Roles and Responsibilities. In our system, each governing level would play a different primary role. The federal role would be limited but targeted, ensuring that all students achieved sufficient levels of reading, math, and science proficiency. States would build on that foundation by adding other content areas, such as social studies, and including additional indicators—those based, for example, on local economic conditions, resources, and values and beliefs. The primary local-level function would be curriculum and instruction, ensuring that all teachers are prepared to meet, and are supported in meeting, the needs of all students, including those most at risk, such as English-language learners, students with disabilities, and students living in poverty.
Assessments at each level would be consistent with that level’s “system” responsibilities. One beneficial outcome of having differentiated roles with specialized assessments would be that the technical requirements could vary based on the purpose and the stakes, allowing different types of validity evidence, for example, to drive local diagnostic tasks, as opposed to state and federal accountability assessments.
Choice. While most assessment and accountability systems expect all students to master all content at a “major” level, regardless of students’ interests or abilities, our system would incorporate an element of choice at the state, school, and student levels. Students could pick the content area or areas on which they wished to focus deeply, for example, and would be assessed accordingly, so long as they also demonstrated sufficient knowledge in other areas to support responsible citizenship and employment.
Some states have already moved in this direction by supporting magnet and charter schools, adding new content areas and indicators to state assessment and accountability programs, and requiring career “majors” for students at the high school level.

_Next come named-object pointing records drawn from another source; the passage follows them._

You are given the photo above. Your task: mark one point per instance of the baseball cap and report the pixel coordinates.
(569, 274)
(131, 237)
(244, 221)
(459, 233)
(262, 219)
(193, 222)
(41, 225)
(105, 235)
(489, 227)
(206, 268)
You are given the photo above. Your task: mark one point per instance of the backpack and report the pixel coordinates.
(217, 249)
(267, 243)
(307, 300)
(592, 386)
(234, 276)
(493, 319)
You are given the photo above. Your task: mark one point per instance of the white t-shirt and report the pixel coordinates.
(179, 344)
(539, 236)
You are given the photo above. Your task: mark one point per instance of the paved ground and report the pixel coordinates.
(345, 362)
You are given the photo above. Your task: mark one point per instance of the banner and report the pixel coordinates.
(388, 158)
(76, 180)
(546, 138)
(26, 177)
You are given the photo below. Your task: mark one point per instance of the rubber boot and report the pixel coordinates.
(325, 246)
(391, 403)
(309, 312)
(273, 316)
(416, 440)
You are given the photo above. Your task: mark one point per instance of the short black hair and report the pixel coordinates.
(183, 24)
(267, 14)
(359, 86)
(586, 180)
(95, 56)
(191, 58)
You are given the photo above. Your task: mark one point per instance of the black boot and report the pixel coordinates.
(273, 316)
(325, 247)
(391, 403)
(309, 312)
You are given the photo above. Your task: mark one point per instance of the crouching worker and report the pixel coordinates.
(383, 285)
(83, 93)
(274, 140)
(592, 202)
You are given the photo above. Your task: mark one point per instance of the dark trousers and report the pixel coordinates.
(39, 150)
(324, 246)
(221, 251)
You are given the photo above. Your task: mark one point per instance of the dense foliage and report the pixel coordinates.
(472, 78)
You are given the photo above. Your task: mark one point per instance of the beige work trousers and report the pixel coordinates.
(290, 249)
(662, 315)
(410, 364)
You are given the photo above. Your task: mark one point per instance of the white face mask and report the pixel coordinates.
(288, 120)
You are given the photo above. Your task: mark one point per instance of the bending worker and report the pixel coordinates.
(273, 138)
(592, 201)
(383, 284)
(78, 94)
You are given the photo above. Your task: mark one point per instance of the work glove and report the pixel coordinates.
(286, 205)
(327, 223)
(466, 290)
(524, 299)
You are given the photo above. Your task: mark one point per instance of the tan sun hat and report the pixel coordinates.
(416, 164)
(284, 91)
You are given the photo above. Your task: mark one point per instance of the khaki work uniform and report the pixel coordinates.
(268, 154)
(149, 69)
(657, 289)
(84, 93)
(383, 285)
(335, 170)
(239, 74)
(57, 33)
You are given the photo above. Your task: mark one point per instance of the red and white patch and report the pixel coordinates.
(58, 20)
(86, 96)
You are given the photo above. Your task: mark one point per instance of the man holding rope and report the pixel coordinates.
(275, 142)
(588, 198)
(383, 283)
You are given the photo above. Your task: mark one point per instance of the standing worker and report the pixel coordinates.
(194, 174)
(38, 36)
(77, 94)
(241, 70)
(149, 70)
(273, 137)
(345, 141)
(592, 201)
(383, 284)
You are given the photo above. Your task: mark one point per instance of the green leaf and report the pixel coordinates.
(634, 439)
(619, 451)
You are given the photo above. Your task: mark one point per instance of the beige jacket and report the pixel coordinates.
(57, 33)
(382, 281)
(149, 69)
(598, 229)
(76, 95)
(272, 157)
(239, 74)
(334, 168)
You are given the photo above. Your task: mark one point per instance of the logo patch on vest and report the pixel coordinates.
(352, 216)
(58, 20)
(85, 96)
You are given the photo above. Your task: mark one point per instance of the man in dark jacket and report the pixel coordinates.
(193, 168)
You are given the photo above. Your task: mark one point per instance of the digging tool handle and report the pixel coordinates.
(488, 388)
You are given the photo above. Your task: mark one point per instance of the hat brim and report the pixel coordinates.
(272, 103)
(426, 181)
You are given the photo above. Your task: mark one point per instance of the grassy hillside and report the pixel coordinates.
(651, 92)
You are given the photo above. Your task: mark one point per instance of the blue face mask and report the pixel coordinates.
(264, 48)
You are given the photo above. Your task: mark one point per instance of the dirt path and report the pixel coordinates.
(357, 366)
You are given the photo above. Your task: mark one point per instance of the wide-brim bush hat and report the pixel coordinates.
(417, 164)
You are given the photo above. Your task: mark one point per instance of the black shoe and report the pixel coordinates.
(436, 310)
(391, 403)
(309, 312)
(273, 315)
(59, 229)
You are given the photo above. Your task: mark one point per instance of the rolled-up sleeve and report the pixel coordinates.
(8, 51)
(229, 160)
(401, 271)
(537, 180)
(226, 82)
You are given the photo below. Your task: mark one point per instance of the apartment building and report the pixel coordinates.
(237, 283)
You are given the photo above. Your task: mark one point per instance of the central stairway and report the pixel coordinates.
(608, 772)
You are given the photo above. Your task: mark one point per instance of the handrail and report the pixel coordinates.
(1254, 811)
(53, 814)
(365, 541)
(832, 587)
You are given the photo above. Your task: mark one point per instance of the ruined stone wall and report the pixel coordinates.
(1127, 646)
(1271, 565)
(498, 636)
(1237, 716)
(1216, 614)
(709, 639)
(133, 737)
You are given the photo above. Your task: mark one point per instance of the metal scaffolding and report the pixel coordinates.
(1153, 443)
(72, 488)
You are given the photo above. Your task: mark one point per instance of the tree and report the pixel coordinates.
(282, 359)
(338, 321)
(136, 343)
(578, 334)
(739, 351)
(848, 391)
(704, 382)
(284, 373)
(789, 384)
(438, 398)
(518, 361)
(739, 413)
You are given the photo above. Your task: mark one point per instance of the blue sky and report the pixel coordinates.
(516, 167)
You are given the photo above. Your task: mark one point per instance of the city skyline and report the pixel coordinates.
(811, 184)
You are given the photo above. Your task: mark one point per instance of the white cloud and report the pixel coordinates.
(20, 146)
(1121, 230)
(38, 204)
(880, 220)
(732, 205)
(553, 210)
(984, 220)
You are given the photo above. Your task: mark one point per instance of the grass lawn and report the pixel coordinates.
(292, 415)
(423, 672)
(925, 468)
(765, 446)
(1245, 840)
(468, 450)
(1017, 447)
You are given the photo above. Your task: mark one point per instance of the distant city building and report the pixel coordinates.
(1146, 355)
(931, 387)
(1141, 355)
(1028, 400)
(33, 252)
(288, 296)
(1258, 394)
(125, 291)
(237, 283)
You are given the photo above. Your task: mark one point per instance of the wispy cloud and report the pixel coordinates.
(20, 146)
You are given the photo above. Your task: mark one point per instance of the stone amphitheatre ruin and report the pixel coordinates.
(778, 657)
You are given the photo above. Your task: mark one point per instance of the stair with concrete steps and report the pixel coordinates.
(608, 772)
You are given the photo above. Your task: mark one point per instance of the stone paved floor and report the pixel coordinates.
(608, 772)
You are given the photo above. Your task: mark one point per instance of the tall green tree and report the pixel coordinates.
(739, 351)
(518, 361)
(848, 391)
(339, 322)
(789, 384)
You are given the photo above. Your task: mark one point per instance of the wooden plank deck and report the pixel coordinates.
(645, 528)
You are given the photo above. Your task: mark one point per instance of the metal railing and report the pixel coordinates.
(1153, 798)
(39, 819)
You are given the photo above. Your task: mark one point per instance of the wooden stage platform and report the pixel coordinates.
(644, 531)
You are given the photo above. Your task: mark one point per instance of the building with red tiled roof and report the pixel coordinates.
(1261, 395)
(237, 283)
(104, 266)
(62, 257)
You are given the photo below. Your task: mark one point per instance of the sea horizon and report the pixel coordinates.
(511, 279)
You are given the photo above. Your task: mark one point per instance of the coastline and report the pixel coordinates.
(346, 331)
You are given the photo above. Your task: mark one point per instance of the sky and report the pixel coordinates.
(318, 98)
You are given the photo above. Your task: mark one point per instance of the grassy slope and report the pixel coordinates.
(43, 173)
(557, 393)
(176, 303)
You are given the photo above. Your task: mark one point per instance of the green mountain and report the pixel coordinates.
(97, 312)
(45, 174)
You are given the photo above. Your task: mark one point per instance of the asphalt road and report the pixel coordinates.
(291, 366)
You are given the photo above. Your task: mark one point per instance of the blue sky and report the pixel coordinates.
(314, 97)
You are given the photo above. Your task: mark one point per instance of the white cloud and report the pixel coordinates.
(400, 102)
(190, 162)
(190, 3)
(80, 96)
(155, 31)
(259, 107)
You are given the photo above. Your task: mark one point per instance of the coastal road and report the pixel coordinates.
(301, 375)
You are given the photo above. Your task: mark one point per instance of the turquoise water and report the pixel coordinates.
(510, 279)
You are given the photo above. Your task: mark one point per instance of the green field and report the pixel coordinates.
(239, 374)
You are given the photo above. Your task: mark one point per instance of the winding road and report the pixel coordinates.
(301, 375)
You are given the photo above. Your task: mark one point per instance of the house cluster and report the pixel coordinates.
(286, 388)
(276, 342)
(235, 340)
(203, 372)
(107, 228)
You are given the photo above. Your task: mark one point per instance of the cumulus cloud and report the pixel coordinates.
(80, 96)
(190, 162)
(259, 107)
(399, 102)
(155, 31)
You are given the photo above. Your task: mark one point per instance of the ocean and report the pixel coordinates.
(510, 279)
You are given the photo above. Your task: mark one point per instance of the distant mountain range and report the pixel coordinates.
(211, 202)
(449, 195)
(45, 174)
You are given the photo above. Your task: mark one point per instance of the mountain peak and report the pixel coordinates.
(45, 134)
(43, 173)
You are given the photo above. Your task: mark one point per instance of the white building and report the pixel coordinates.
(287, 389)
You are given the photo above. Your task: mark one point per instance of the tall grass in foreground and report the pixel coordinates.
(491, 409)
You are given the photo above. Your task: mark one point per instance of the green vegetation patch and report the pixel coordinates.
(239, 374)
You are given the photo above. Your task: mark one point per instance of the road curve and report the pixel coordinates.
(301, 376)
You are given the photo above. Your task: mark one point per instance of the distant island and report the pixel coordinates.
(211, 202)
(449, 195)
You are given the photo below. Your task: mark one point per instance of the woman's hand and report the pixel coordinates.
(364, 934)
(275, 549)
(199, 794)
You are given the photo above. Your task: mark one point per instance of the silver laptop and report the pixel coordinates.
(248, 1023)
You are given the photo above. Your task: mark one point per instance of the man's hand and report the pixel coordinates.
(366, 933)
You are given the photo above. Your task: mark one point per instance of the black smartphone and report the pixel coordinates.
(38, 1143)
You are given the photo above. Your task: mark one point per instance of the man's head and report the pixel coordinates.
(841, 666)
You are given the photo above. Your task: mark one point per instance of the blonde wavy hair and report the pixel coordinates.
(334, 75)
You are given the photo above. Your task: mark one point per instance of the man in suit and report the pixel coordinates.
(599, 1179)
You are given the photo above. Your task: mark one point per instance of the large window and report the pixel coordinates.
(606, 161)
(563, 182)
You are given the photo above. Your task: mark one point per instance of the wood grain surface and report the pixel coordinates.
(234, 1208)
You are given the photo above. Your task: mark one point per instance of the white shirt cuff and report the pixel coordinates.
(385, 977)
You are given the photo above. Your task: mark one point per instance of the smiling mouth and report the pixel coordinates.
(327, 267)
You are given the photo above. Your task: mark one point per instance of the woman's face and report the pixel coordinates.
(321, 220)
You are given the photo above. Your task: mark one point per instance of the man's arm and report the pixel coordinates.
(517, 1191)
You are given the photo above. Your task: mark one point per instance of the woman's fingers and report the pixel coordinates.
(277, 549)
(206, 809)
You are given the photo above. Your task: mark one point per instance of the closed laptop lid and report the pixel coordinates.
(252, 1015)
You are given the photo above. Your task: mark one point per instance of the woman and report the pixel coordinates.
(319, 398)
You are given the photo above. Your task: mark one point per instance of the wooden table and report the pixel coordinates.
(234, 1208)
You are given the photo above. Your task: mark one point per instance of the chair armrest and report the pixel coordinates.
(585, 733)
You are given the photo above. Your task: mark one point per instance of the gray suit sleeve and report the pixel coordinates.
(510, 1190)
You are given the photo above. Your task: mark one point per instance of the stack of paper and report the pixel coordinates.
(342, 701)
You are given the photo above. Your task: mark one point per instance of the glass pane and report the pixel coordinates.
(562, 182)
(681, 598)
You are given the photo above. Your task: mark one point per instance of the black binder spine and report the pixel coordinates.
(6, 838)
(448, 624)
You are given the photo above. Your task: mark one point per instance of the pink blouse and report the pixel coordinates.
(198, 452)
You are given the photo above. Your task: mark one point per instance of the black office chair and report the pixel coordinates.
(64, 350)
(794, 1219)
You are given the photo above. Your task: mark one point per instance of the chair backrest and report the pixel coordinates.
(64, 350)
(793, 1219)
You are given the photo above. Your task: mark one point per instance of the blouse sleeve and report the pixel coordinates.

The bottom line when it comes to choice is that all schools and students should be great at something that society values, and sufficiently good at all else, to maximize motivation and success while keeping students’ options open for later-developing needs and interests.
Too often, assessment-reform plans are dismissed from the start because of the identification of what are thought to be barriers to their development and implementation. The real world certainly has real constraints. But before we say “we can’t,” we should ask ourselves the following questions:
• Is the barrier real, or is it just perceived?
• Is it real, or is the change just going against the traditional approach?
• Is it real, or is the change just difficult?
• Is it real, or does the change just require new technical tools?
• Is it real, or is the change just expensive?
We may find surprising opportunities if we dare to address perceived barriers to assessment reform honestly.
Our assessment and accountability systems should reflect what we value most for our students, schools, and society, and what we think it means to be a well-prepared student, worker, and citizen. Once these are clear, we should be willing to fight and to pay for their reflection in our system for measuring academic progress.
As states begin this important endeavor, they should take the following steps:
• Develop a vision statement that incorporates the values the system will represent.
• Devise an implementation plan with goals, key dates, milestones, responsibilities, and necessary resources.
• Secure sufficient funding to implement the plan.
• Develop a system for evaluation and feedback.
There is no time to waste. Much needs to be done, and the quality of American education is at stake.